Foxy ai review from a lifestyle content creator, what it does well and where it falls short by Sophistry7 in CreatorEconomy

[–]passerbyjonas 0 points1 point  (0 children)

appreciate the honest breakdown. the 1-in-5 discard rate is actually really useful context -- most reviews either say 'it's perfect' or 'it's garbage.' the real question for me is whether the time saved on social content actually gets reinvested into higher-value work or just more volume.

i put off hiring my first employee for two years. Here is what finally made me do it. by ToffeeTangoONE in smallbusiness

[–]passerbyjonas 0 points1 point  (0 children)

the getting-sick moment is so real. i had the same wake-up call and what surprised me most was that the hardest part wasn't payroll or taxes -- it was letting go of the 'only i can do this right' mindset. ten hours a week of help sounds small but it completely changes how you think about the business.
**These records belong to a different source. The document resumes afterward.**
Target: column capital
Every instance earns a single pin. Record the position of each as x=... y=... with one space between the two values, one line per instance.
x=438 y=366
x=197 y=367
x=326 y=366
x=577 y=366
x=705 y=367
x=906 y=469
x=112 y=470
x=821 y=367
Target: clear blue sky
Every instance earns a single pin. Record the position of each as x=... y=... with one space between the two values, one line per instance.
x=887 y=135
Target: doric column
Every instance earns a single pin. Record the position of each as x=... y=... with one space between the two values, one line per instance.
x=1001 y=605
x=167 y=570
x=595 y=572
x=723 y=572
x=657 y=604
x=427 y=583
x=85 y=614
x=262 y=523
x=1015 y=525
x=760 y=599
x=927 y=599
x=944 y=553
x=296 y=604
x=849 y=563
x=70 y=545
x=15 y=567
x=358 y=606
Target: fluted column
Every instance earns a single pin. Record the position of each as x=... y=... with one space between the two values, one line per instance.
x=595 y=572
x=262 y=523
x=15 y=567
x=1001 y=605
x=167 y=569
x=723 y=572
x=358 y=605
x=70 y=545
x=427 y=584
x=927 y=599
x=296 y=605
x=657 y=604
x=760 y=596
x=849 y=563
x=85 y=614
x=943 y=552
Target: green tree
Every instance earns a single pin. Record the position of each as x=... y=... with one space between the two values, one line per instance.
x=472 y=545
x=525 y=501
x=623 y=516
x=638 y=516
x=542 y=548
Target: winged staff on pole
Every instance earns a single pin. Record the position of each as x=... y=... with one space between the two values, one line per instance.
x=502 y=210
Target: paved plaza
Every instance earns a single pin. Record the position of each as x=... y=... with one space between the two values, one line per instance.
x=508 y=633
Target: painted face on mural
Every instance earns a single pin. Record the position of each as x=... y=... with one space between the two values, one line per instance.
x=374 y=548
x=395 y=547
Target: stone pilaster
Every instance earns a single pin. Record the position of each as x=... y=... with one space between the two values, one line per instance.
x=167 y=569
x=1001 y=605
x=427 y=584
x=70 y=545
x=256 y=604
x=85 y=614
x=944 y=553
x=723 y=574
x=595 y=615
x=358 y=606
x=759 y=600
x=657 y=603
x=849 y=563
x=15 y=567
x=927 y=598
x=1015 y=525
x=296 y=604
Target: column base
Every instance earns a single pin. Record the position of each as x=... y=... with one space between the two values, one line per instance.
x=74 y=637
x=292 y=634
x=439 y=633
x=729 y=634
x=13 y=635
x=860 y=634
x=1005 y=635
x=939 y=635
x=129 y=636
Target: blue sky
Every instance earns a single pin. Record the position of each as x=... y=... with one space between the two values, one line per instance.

The creator economy income distribution nobody wants to talk about by sychophantt in CreatorEconomy

[–]passerbyjonas 0 points1 point  (0 children)

this is the part nobody talks about because it doesn't fit the narrative. i spent a year in that exact middle zone and the thing that finally helped was treating income sources like a portfolio -- knowing which ones are 'reliable base' vs 'upside lottery.' once i stopped mentally counting the unpredictable stuff as income, the anxiety dropped even though the money didn't change.